Too much of the episode feels like it is being improvised or poorly edited. Chandler asks Quinn if he’s heard of Cortez on his world before discovering that Quinn is not of this world. This weakness is exposed again when Chandler decides he will slide by viewing Quinn’s memories. Wouldn’t he already have them when Quinn was scanned in? Worse, the clip show that passes for Quinn’s memory exceeds what he could possibly know including scenes he was not present for — or in the case of Virtual Slide, never happened.

The climactic fight scene is embarrassing. While the men go into the fight, Maggie and Mac are huddled in the corner giggling as they keep changing the surroundings. After Kung Fu Colin dispenses with Thor, Maggie is then sent in to fight Freya dressed like Xena. There’s no reason for it other than to show off Maggie’s assets. I thought we’d moved past this juvenile behavior.

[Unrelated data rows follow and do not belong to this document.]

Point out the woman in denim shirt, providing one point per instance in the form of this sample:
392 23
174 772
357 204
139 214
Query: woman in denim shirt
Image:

And yet, I can’t bring myself to take a strong disliking to this episode. I think it’s because the actors are making an honest effort at taking this manure and making fertilizer out of it. Roy Dotrice’s performance as Chandler is pretty solid, and I concede I miss having a British guy on the show telling everyone what to do.

Still, it’s really bad. Alarmingly bad. It shows the telltale signs of disinterest that resulted in a string of horrible television that got the show cancelled once before. There’s not much time left in the season. Let’s not waste any more of it in virtual worlds.